There's another 1003.x standard group that is, I think, working on standardizing a low-level network programming API, but I don't think it's a final standard yet (and it may get swallowed up by the Austin Group work mentioned in the next paragraph).
The Austin Common Standards Revision Group
and it appears that standard will contain a lot of stuff not in 1003.1, including networking interfaces such as sockets.
The point here is that there's more to UNIX than just POSIX; there are API not standardized by POSIX but that are (more or less) common to many UNIX-flavored OSes and that are important for many applications.
OK, you're wrong.
UNIX is a trademark of The Open Group; it used to be a trademark of AT&T.

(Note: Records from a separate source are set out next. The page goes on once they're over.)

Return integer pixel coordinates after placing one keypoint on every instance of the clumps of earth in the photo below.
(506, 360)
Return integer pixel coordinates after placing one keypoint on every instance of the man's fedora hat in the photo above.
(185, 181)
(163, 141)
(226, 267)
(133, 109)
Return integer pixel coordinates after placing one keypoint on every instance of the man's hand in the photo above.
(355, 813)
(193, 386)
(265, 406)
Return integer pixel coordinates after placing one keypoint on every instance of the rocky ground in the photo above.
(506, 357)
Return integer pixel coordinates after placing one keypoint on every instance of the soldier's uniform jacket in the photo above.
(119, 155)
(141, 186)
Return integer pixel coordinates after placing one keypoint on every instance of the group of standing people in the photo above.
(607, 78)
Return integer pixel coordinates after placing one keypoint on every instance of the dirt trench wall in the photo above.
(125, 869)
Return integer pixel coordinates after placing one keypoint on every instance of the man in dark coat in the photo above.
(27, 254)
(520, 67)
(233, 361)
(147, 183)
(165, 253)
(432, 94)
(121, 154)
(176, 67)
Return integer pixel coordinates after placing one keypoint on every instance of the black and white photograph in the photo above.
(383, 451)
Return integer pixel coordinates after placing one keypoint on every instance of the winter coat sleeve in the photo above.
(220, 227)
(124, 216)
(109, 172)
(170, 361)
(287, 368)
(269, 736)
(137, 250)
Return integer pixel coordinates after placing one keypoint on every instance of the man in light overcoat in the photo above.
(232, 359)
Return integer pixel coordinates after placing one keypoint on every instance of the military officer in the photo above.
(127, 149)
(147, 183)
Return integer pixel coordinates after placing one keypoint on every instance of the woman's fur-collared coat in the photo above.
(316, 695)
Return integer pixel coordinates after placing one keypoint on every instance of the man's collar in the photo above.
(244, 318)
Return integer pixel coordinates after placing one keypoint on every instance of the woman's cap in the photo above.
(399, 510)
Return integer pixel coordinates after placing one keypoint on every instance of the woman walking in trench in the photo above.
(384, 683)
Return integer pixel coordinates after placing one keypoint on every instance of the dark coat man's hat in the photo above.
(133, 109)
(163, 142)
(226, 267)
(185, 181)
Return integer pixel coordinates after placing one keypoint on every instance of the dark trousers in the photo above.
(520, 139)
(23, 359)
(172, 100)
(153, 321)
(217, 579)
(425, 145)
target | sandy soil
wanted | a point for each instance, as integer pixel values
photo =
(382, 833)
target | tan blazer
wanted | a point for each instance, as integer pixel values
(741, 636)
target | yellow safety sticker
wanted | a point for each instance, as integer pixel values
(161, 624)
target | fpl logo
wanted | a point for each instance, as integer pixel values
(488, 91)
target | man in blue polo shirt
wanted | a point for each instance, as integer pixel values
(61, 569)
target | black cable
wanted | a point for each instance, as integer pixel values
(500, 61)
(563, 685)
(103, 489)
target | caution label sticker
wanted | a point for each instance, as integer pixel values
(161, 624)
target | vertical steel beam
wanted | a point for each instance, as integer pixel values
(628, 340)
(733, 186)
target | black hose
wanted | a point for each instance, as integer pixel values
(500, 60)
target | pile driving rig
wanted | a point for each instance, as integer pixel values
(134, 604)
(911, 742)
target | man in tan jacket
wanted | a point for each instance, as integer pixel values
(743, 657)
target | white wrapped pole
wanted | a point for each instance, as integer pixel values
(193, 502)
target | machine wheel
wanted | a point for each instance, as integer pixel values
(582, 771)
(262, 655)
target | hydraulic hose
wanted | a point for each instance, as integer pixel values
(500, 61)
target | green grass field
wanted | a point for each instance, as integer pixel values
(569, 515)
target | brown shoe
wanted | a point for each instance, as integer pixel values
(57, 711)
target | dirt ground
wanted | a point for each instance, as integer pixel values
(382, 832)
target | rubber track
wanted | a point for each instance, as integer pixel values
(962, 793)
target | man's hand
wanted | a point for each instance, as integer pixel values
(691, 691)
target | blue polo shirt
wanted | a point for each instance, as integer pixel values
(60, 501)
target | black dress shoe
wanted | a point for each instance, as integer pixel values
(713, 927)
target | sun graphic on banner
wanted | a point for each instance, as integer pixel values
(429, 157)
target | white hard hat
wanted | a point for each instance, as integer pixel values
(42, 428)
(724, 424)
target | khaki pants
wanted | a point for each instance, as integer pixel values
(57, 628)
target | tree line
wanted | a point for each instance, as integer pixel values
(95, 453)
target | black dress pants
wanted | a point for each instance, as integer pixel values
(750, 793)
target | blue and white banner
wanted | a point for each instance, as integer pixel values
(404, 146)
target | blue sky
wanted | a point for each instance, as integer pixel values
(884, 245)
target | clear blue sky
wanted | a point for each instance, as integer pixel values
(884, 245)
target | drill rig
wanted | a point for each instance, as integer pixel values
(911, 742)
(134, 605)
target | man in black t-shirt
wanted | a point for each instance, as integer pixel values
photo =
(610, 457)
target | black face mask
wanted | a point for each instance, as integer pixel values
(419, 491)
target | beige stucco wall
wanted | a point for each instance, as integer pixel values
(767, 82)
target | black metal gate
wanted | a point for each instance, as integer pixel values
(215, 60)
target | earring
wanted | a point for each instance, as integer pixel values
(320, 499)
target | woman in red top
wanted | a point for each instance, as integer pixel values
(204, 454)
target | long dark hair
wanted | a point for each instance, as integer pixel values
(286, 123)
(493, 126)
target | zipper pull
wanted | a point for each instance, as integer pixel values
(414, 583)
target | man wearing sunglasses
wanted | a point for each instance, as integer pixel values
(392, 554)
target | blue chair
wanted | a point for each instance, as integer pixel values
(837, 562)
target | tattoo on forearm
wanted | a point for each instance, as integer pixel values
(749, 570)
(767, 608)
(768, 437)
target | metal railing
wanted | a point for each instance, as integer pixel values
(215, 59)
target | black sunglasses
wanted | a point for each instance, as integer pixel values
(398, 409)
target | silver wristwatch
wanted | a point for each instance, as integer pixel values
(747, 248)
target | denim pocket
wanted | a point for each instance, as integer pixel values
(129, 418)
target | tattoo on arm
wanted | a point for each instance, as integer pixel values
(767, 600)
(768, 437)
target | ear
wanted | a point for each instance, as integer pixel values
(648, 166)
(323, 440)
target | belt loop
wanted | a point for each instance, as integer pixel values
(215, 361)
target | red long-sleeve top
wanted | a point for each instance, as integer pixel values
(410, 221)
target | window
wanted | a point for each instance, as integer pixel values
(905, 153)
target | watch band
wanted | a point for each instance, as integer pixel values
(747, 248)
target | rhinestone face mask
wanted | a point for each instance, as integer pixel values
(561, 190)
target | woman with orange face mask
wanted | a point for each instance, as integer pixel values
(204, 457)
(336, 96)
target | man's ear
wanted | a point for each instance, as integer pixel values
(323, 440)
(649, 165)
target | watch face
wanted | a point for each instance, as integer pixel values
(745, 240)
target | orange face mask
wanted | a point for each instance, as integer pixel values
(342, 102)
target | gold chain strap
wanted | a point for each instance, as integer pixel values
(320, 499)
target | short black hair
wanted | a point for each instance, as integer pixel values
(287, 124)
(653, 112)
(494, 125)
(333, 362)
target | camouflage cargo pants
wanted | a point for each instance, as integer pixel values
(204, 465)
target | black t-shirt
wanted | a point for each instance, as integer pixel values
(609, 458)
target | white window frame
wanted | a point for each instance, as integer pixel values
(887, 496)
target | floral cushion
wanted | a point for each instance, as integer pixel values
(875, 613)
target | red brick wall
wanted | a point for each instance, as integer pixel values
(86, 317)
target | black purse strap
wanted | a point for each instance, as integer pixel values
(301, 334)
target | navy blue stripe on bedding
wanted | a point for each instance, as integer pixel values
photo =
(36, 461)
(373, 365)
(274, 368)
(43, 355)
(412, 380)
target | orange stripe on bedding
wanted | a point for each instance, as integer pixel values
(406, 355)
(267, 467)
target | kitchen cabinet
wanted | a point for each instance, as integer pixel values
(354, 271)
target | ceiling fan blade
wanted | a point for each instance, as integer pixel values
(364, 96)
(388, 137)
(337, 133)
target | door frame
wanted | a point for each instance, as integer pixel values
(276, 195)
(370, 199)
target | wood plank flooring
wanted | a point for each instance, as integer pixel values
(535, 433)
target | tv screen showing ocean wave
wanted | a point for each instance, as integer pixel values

At least at one point when it was a trademark of AT&T, to be able to use that trademark for your software it had to be based on System V (which contained not a line of code descended from PDP-7 UNIX, given that said PDP-7 UNIX code was almost all if not all PDP-7 assembler code; it may have been philosophically influenced by it, but, well, so was Linux and the userland code put atop it...), with the only changes being those necessary to port to the hardware on which it ran.
However, now, you can get a license for the UNIX trademark if you pass one of The Open Group's test suites, even if there's not a line of System V-derived code in your OS.
And I consider Linux to be a flavor of UNIX, in the sense that, when I log into a Linux system, and when I develop code to run on (among other platforms) a Linux system, it feels as much like using or developing code for some AT&T-derived UNIX as using or developing code for one of those AT&T-derived UNIXes feels like using or developing code for another of those AT&T-derived UNIXes.
I tend to consider the sine qua non for being "real UNIX" to be the administrative interfaces, in that UNIX-compatible or UNIX-like environments atop other systems don't change the way you administer those systems, so it's still significantly different from UNIX, but administering a Linux system feels much like administering an AT&T-derived UNIX system (heck, on most Linux distributions, the rc files are more like System V than are the rc files on the ultimately AT&T-derived BSDs...).